You know, when I was a boy growing up, I had a friend.
He was always a little more than I was, and did more than
I did. He was a year older: I was 10 and he was 11. He
wore long payos, I didn’t. He wore a gartel, and I didn’t. Last
summer when I was in Eretz Yisrael, I met him again. He
was living in K’far Saba and I paid him a visit. While
talking to him I found out that things had changed and
that, unfortunately, he was now turning on the lights on
Shabbos. He turned to me and he asked, ‘Yankel, what’s
happened to us? “Ich bin doch altz geven frummer” (Wasn’t I
always frumer than you??!!), to which I replied [and here Reb
Yaakov smiled and there was a glint in his eyes], “Ye, ye du
bist takke allz geven frummer, ich bin obber alz geven kluger.”
“Yes, yes you were always frummer but I was always kluger
(wiser).”
Ah, I did not know that great Rabbis were aware of what was going on far beneath them!

What is the good Rabbi's meaning here? That it is not right for us to ignore our ideological foes. Because doing so leaves our flank unguarded so that our yungerkiet (I'm just making words up here, honest, I don't know a word of Yiddish) will (Chas v'shalom!) get intellectually blind-sided.

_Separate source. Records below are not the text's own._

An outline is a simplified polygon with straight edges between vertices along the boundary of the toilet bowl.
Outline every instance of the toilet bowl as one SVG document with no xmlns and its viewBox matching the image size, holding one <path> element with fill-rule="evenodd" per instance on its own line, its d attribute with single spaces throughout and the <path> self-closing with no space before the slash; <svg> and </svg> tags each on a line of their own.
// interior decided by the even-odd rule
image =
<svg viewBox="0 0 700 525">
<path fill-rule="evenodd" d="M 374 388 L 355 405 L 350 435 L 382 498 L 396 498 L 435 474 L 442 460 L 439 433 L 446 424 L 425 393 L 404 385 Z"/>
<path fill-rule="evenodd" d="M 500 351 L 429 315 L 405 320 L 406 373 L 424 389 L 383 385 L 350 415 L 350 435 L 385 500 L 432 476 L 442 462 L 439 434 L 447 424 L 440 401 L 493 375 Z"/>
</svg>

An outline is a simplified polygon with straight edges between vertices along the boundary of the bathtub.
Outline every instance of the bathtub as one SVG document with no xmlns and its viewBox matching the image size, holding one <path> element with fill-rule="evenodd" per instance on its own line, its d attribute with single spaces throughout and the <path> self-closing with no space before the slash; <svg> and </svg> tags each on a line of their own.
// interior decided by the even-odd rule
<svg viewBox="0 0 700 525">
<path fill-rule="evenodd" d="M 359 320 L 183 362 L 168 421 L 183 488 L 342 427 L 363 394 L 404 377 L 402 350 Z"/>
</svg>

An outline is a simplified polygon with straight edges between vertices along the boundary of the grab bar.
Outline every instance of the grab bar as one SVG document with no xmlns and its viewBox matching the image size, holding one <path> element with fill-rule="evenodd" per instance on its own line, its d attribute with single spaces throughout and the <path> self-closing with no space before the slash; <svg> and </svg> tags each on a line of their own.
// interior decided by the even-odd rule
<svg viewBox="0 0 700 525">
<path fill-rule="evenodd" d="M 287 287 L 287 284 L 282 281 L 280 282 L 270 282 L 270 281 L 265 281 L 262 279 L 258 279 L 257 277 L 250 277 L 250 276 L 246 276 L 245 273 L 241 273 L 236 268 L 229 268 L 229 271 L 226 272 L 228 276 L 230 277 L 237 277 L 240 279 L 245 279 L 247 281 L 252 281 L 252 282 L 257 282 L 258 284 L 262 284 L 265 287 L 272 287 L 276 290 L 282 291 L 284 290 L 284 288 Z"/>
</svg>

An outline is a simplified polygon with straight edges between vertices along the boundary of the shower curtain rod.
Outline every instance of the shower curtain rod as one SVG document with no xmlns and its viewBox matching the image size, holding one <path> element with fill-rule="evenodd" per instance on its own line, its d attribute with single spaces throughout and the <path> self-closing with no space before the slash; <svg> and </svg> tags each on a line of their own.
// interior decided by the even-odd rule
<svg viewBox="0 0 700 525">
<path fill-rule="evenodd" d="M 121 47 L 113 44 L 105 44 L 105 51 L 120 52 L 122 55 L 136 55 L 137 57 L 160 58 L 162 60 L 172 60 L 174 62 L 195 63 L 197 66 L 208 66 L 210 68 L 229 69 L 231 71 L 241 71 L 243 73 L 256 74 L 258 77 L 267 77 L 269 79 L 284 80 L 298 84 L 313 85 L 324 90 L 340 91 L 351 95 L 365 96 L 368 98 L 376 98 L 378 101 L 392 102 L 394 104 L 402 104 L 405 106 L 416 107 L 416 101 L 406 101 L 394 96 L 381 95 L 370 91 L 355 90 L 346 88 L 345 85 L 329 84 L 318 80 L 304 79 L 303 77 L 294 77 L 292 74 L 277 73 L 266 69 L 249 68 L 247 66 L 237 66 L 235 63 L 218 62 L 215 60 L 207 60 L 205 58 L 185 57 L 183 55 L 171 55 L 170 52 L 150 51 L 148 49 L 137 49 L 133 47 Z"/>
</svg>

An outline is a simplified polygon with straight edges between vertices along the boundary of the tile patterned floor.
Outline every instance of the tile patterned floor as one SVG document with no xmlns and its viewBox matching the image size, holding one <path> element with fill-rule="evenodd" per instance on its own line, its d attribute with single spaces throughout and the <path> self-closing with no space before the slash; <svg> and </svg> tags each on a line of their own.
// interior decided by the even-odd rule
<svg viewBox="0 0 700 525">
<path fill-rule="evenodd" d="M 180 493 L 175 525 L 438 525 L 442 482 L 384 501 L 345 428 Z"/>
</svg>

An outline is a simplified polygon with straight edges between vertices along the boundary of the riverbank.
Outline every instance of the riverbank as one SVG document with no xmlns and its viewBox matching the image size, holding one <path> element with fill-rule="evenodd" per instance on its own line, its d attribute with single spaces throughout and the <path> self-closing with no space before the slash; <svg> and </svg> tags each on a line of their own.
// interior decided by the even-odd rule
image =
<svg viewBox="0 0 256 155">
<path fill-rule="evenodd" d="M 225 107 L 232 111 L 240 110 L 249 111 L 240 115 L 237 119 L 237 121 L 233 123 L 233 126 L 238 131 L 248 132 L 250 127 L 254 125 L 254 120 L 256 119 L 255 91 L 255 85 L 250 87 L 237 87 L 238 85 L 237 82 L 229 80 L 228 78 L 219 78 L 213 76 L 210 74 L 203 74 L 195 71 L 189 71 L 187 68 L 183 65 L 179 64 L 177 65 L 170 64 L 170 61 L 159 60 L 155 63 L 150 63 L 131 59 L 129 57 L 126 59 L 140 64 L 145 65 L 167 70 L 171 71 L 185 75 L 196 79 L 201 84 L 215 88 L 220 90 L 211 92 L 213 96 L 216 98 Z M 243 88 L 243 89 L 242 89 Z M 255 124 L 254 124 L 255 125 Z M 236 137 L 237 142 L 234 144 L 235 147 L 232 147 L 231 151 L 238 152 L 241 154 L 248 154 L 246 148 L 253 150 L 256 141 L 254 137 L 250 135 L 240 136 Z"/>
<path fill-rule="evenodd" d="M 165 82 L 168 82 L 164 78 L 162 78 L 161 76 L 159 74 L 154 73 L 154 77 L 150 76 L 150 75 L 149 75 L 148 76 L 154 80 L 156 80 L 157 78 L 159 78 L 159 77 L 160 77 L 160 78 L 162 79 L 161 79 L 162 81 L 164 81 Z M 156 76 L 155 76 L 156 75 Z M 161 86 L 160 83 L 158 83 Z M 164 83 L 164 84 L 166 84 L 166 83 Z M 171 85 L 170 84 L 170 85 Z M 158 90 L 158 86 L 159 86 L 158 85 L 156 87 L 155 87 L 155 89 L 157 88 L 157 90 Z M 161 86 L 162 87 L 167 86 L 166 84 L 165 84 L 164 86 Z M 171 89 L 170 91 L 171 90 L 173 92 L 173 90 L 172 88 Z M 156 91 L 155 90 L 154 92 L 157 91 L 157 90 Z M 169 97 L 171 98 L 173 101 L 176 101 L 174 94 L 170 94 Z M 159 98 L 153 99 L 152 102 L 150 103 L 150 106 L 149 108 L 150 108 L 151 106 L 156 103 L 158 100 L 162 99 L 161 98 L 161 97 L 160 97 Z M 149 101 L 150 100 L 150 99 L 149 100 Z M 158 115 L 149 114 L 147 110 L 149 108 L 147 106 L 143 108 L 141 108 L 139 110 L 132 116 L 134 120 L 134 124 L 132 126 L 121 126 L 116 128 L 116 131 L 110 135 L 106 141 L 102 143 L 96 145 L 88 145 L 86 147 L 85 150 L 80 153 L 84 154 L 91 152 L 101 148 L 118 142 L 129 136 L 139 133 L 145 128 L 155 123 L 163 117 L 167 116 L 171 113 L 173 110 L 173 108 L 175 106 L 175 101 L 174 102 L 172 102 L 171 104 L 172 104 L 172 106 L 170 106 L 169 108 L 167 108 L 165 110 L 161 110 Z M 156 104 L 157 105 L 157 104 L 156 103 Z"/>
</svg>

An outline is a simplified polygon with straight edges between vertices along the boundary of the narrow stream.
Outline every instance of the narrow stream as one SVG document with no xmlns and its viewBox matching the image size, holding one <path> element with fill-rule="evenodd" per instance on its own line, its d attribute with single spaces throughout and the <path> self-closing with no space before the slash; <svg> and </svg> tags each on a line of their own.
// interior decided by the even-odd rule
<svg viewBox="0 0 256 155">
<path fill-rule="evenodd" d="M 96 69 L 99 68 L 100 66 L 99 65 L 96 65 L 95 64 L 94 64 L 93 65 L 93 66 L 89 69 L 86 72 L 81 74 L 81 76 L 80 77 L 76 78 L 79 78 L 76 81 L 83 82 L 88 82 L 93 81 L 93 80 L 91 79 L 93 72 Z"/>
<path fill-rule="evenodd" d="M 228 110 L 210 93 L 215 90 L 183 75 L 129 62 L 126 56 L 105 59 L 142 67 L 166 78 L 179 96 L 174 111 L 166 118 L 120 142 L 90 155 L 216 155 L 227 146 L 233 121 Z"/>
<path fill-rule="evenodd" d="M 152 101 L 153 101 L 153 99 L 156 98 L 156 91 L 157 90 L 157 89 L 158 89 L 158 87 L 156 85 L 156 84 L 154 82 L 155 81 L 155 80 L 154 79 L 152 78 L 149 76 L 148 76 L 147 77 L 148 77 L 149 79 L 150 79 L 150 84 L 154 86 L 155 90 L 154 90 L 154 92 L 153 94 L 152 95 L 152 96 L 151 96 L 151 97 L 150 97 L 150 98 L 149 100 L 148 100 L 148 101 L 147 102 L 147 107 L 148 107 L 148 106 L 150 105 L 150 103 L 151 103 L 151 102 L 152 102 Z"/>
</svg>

And you know, reading the kofer blogs, talking to the real-life koferim around me (Yes, I do not live in New Skver) there is some element of them being unprepared for the truth, and having their life turn fliped turned upside down.

Of course, now is as good a time as ever to talk about evolution.

Is evolution the best scientific theory right now? Absolutely.

Does it conflict with my religious views? Not if "Maaseh Bereshit" and "Maaseh Merkavah" are both mystical texts beyond our comprehension that we would be fools to take literally.

More importantly, as a scientific theory, evolution lets us predict things, like whether squirrel fossils will be found in Cretaceous rock layers. (Answer: no squirrel fossils in Cretaceous rock laters, so evolution stays safe.)